Una affermazione alla quale seguono altre considerazioni sulla bilancia inclinata di alcuni, costretti dal primo accadere che ha portato tanti altri accadere e non accadere, di proposizioni che non si contraddicono, ma che, le une e le altre appartengono, alle infinite possibilità del possibile. Ecco che il rapporto non è più uguale a zero, si è messa in moto la macchina del più e del meno.

L’ inafferrabilità del possibile degli accadimenti è sottolineata più avanti dalla grande ruota, dalla testa e dalla croce della moneta:

Siamo figli di Ulisse, / crediamo alle cose per quanto sono lontane / più sono lontane e più le carichiamo / di noi stessi. /Dove stiamo? / la grande ruota ha caricato i suoi passeggeri / un puro calcolo per approssimazione / dove ugualmente vale la testa e la croce / della moneta.

Rimane perciò la piena consapevolezza che si cammina sapendo che il tempo non dura e che la tragedia insegue chi non è fermo.
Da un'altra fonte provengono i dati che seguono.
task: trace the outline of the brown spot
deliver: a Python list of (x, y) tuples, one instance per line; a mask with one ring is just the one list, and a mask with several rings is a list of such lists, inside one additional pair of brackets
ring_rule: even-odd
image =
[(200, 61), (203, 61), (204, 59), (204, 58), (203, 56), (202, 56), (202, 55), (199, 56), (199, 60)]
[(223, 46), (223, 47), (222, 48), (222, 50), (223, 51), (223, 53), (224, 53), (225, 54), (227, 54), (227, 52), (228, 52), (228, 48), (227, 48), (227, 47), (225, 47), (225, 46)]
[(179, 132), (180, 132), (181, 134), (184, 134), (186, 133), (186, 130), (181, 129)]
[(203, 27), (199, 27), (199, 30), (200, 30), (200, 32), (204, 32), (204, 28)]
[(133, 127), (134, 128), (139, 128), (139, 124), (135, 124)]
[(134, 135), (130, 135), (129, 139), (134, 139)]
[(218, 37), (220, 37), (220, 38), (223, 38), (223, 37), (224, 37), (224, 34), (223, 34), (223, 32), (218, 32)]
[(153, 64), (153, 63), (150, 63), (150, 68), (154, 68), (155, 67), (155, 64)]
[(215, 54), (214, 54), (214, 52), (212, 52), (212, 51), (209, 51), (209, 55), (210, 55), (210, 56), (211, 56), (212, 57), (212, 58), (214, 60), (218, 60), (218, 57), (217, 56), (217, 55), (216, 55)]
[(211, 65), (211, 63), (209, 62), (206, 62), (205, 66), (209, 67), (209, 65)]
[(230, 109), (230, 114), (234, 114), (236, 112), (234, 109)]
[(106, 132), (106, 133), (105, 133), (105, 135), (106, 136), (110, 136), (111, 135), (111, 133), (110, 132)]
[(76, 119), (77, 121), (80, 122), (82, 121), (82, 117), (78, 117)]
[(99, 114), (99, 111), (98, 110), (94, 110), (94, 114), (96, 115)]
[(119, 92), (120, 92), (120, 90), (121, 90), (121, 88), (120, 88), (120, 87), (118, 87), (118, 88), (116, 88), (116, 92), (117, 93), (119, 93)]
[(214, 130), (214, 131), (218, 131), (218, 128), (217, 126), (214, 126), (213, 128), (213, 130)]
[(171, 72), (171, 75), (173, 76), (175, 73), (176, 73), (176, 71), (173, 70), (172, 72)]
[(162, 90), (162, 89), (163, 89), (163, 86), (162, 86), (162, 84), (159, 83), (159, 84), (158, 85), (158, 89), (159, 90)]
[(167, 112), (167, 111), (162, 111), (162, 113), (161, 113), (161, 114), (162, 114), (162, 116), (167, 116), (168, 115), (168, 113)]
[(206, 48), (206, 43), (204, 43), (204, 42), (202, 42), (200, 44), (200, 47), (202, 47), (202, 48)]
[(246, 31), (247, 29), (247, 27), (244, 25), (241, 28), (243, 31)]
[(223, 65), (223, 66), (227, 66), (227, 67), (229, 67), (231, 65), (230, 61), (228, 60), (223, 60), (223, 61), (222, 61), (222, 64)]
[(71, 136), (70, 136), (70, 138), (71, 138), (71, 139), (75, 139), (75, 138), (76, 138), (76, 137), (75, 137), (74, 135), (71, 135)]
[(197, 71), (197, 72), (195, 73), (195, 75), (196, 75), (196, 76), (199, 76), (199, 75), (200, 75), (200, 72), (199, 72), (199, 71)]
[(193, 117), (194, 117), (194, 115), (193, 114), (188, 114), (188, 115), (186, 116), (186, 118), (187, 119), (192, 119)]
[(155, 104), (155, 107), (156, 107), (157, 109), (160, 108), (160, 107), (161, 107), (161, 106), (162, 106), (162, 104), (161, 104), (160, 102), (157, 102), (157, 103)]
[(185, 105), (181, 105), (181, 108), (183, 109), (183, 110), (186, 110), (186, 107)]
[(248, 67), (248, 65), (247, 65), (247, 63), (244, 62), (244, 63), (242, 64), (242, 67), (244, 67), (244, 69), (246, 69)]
Perciò i versi del poeta fanno tutt’uno col senso del transitorio e del fugace: una fitta di morte non poter fare in tempo a dire arrivederci.

Sempre in bilico tra la limitatezza del tempo e il sentimento dell’eternità, tra ciò che è mutevole e l’immobilità, non resta che gustare l’istante e morire al tramonto. Quella di Cosimo Russo è perciò una continua ricerca di senso per conciliazione degli opposti tra finito e infinito, (vorrei essere nel tuo gregge, essere accarezzato dalla fede, andare incontro all’angelo necessario, al Dio creatore), tra la tristezza dell’isolato vivere e un  forte  attaccamento alla vita.

Sempre attirato dall’attenzione per Il mondo animale e vegetale nei suoi variegati aspetti, il lettore aderisce insieme al poeta alle manifestazioni del bello dell’esistenza che viene rivissuta a pieno, anche in queste pagine, dai tratti a volte più ermetici, pur nel presagio della sua precarietà.

Con liriche che sfogliano le meraviglie del Creato, si aprono così le molteplici manifestazioni di una natura che non è solo ulivi fichi e aranceti rossi come stelle cadenti, ma anche il carrubo che dondola il suo frutto, la lumaca bavosa, le rondini vagabonde, i granchi scheletrici che si muovono come impazziti, dal piccolo plancton al grande cetaceo. Una immedesimazione contagiosamente partecipata:

ho camminato lungo muretti assolati e desolati, scostandomi da lucertole, da processioni di formiche, guardando infinite farfalle.

Lontani “dall’esercizio di belle parole”, i versi sinceri di Cosimo danzano come le onde del mare (L’onda va va va, / l’onda viene viene…) facendone avvertire tutta la vitalità sonora e  musicale; diventano occasioni per meditare sugli eterni interrogativi dell’esistenza umana (pensare, credere, sentire; Dio, la  morte, l’amore), ma anche inviti ad essere tutt’uno con una natura che accoglie e appaga.